Even von Daniken's work begins to take on a realness when one finds an old National Geographic from 1933 corroborating the "Band of Holes," that he personally inspected a few years ago. Each hole is a meter wide and just as deep. There are eight holes spanning 24 meters in width, marching in repetitive uniform fashion, from the Pisco Valley rolling over numerous miles of hills and mountains -- finally disappearing in the misty mass of Peru. These holes remind this old West Texas boy of the traces left by a massive drilling rig moving along methodically, testing the geology of the Andes for precious metals. Lasers have also left such tracings in the ground. Archaeologists say they represented defensive positions or graves for the ancient ones, except why would you bury anyone on a slope in rocky soil at more than a 45-degree angle?

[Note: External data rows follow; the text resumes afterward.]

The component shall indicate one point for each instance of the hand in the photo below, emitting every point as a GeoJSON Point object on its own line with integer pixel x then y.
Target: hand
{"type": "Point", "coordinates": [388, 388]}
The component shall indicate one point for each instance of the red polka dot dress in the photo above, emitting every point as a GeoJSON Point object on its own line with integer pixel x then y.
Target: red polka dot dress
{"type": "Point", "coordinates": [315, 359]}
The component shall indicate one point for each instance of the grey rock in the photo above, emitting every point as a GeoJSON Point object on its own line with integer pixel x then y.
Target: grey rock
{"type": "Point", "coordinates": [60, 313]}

But my friends, there are tons of anomalies in the mysterious lands of South America -- Colombian models of delta winged forms, giant pyramids in the Amazon Basin, built on mountain slopes covered by inaccessible jungles and others are examples. Are these mysteries part of why Teddy Roosevelt was so introspective upon his return from the Amazonian adventure which eventually caused his death? This is an area where satellites from space represent the best vehicles for discovery of the great structures or patterns on the ground. The Amazon hides "tall, robust" civilizations of the past, which have been radio-carbon dated just recently to over 8,000 years old, and it seems we have not even scratched the edges of this area's massive hidden potential for learning the true "why" of its humanity.

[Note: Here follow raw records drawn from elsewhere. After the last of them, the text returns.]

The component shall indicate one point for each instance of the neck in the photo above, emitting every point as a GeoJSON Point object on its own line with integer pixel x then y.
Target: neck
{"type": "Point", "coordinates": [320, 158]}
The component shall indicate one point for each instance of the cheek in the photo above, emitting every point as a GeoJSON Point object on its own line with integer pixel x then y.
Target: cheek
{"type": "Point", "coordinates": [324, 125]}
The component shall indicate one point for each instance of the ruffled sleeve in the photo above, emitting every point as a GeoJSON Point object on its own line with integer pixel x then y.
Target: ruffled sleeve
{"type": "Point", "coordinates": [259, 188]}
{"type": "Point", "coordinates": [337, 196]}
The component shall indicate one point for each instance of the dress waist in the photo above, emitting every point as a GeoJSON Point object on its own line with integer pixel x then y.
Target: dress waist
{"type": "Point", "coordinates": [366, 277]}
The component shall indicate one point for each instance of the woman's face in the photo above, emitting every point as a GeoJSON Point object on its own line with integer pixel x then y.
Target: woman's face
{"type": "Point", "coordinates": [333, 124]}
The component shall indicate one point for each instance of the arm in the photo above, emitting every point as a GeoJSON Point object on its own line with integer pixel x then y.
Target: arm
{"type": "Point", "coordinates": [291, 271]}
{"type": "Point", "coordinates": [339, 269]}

In Bolivia, the archaic site of Tiwanaku on the shores of Lake Titicaca, represents one of the greatest question marks for all mankind. Here are the remains of a city with one of the most sophisticated sewer systems for even modern times. According to archaeologist Alan Kolata from the University of Chicago, he has never seen or heard of a better system. His awe is also taken by the remarkable agricultural system of canals and hydraulic systems that he is even now using to increase potato production for area residents. The raised field system used by the ancients must have occupied 400 to 500 square miles and could easily have fed the 100,000 or more ancient residents living on the arid Altiplano.
Orion von Koch
They look something like this.

:::::::::::::::
::::::::::::::::::::::::::::: ::::::::
::::::::::::::::::::::::::::: :::::::::::::::::::::::

They march over the mountains and go for a long distance. While the above example is two across, the real grid is eight across.
BigfootForever
maybe someone just got bored and decided to dig some holes, lol jk.
aquatus1
And what is really funny is that even if someone decided to do something so utterly inexplicable as that for no reason whatsoever, it would still be more likely than some unexplained super-advanced civilization doing it and leaving behind nothing other than holes to show for their existance.
Abramelin
QUOTE(Orion von Koch @ Feb 11 2006, 07:44 PM) [snapback]1058015[/snapback]

giant pyramids in the Amazon Basin, built on mountain slopes covered by inaccessible jungles and others are examples.


There, you said it again, Orion.

Could you give me the URL of the site where they show pics of those 'giant pyarmids'? Or a newspaper article? Anything?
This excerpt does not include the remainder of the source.